Aula Gymnasium Koeniz-Lerbermatt, Berne
Perhaps the most challenging venue that we visited, Bern turned out to be entirely analogue with no way of distributing DMX without us running loads of our own. We also had to run our own socca which had to be trailed free-hanging in the air from the tech balcony (no booth) to the grid with our front wash on, which thankfully we could fly in to ground level. On the plus side it had one of the nicest venue techs who was really helpful and apologetic for their outdated equipment which is apparently due an upgrade for 2016.
Lighting was rigged on their massive flying rigging grid above the audience for front wash and then our truss on gas genies for side & back light.
Looking out across Paris from the top of the Eifel Tower.
More sightseeing yay! Finally got to climb (well get the lift up) the Eifel Tower. Went for a nice meal with the whole company.
Koelisse Theatre, Leuven
The Courtyard Theatre, London
More of a box than a theatre,
ADC Theatre, Cambridge
Presumably if you're reading this I don't need to describe this venue. The files are still on the prod. office computers and the Mac Mini under 'Archived Shows'.
Odds & Sodds...
Most of the people on tour were amazing. Except for Sam, our Lighting Designer, who is possibly the least professional person I've worked with in a long time.
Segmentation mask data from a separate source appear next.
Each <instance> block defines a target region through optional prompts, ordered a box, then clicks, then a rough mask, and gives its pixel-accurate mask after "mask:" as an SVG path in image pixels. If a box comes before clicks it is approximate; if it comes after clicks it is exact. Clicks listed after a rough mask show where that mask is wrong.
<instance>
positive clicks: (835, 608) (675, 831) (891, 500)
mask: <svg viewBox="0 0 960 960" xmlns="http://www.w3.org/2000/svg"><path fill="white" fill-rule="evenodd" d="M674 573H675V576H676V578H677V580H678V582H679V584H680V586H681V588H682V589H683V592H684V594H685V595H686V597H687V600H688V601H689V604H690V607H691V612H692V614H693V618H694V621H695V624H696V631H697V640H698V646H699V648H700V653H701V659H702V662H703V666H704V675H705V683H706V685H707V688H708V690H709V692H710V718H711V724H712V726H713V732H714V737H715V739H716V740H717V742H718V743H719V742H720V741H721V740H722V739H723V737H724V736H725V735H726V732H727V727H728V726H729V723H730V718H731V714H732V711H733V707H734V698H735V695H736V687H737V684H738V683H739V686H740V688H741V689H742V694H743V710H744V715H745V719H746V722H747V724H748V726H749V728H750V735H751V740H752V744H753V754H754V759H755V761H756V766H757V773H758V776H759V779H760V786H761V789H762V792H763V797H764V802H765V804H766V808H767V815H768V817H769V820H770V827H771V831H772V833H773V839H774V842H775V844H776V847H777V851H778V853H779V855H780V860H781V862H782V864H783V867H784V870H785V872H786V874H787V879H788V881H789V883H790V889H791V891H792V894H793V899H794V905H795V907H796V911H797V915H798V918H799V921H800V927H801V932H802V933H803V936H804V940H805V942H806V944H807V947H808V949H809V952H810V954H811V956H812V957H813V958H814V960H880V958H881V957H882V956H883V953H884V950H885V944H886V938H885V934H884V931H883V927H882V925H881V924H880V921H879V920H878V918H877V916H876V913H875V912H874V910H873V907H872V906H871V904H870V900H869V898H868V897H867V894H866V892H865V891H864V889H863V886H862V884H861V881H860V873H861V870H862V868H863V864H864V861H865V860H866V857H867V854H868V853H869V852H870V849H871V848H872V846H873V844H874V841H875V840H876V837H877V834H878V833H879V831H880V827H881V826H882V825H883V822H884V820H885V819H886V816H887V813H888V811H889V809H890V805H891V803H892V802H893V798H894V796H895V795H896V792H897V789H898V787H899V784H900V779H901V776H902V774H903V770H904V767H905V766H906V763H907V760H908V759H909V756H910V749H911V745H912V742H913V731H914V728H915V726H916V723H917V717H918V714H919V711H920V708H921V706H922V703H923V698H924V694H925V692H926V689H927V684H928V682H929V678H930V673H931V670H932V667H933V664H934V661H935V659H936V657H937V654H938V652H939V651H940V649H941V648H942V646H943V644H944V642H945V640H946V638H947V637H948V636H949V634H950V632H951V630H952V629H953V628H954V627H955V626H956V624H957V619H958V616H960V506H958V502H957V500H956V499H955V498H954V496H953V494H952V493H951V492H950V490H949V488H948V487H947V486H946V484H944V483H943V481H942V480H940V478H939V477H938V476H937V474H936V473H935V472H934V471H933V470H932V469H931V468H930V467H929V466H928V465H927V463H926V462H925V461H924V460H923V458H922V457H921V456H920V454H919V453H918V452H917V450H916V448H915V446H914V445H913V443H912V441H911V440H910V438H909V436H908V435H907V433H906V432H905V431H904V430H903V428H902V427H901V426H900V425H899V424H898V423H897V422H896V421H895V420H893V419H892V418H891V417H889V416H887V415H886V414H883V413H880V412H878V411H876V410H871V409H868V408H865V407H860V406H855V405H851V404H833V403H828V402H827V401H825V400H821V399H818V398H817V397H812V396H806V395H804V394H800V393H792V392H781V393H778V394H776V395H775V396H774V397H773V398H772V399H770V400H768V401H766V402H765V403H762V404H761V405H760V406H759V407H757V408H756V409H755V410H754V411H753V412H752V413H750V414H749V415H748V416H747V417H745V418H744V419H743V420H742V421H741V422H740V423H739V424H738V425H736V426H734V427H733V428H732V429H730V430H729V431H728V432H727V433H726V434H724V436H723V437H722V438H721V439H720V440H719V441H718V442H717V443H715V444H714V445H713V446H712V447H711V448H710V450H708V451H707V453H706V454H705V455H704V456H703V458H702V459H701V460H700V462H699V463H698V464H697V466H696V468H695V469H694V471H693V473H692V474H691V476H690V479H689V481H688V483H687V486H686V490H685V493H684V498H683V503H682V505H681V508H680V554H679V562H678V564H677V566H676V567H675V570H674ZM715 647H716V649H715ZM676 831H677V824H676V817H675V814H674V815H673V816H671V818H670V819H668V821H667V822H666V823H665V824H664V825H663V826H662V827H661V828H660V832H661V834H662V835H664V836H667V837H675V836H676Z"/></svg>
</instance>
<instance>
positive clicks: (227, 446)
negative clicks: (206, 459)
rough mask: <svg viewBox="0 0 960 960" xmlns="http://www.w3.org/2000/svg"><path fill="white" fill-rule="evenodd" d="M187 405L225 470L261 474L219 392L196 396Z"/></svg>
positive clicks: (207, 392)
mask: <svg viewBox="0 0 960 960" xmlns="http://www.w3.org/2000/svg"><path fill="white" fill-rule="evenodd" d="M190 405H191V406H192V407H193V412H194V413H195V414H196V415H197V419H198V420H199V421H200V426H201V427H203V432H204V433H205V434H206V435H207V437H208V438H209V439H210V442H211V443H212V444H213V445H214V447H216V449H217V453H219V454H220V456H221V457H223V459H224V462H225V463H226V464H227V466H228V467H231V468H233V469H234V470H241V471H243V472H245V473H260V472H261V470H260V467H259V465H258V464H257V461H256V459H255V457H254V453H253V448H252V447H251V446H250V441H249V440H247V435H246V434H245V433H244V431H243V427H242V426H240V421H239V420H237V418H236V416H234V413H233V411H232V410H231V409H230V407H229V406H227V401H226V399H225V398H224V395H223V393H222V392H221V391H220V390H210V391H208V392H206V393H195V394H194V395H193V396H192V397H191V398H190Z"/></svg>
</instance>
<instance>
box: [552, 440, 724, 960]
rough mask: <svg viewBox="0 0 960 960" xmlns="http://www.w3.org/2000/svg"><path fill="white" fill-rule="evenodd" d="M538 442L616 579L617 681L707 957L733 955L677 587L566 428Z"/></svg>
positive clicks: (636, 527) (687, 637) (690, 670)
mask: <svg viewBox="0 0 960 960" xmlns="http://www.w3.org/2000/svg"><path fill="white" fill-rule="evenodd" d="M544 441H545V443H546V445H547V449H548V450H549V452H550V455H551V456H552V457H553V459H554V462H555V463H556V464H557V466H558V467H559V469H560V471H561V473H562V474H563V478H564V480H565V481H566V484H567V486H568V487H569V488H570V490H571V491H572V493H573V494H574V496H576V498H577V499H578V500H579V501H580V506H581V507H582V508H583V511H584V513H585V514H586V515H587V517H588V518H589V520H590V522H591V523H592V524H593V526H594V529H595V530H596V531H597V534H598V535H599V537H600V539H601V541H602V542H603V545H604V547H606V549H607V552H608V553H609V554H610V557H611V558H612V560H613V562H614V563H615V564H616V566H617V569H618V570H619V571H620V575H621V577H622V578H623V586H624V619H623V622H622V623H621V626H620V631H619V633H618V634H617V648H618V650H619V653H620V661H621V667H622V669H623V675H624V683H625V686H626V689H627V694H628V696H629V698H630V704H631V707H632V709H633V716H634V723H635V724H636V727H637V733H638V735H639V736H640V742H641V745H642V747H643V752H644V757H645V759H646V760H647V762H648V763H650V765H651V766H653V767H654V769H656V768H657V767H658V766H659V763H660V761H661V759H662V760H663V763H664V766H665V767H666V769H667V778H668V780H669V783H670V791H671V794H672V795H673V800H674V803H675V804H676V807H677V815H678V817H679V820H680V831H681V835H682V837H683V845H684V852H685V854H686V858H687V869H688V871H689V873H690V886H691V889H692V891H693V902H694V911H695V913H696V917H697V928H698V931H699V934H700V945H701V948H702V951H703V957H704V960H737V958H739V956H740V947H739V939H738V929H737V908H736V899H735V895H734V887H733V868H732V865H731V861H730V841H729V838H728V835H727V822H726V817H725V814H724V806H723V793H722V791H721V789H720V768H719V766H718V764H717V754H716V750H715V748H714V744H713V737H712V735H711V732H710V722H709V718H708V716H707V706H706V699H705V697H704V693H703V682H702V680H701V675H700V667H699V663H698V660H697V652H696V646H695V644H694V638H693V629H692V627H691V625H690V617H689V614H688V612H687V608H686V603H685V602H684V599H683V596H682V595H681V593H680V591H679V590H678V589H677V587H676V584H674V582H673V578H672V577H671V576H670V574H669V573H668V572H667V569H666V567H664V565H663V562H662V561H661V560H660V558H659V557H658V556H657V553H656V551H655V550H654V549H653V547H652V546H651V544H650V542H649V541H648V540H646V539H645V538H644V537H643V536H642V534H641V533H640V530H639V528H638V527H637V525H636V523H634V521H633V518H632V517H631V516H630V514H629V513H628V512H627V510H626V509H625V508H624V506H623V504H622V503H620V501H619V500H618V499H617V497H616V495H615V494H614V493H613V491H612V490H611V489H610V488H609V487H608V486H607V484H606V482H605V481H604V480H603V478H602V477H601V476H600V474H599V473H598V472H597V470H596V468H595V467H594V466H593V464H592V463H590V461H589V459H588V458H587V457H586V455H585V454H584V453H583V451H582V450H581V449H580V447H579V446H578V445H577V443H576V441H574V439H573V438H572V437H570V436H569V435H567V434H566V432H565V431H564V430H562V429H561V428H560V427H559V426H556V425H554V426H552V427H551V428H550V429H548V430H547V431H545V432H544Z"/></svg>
Especially when he's on cans. Then he's just awful. Ben is Sam's rock. He is a being of pure xenon, tungsten and glass. Some say he's as old as time itself. Calling the show was Cat. Miaow. Sheanna was like a mother to the frechies. Ruth & Leah were the other two frechies. They are now some of my closest friends in theatre. ETG played such an important part of my first term and was such an incredible experience. All the actors and prod. team were delightful. Thank you everyone.
I'd like to take this opportunity to thank all the host families who provided accomodation for me. You were all lovely and it was such a fascinating experience spending time with you. Thank you!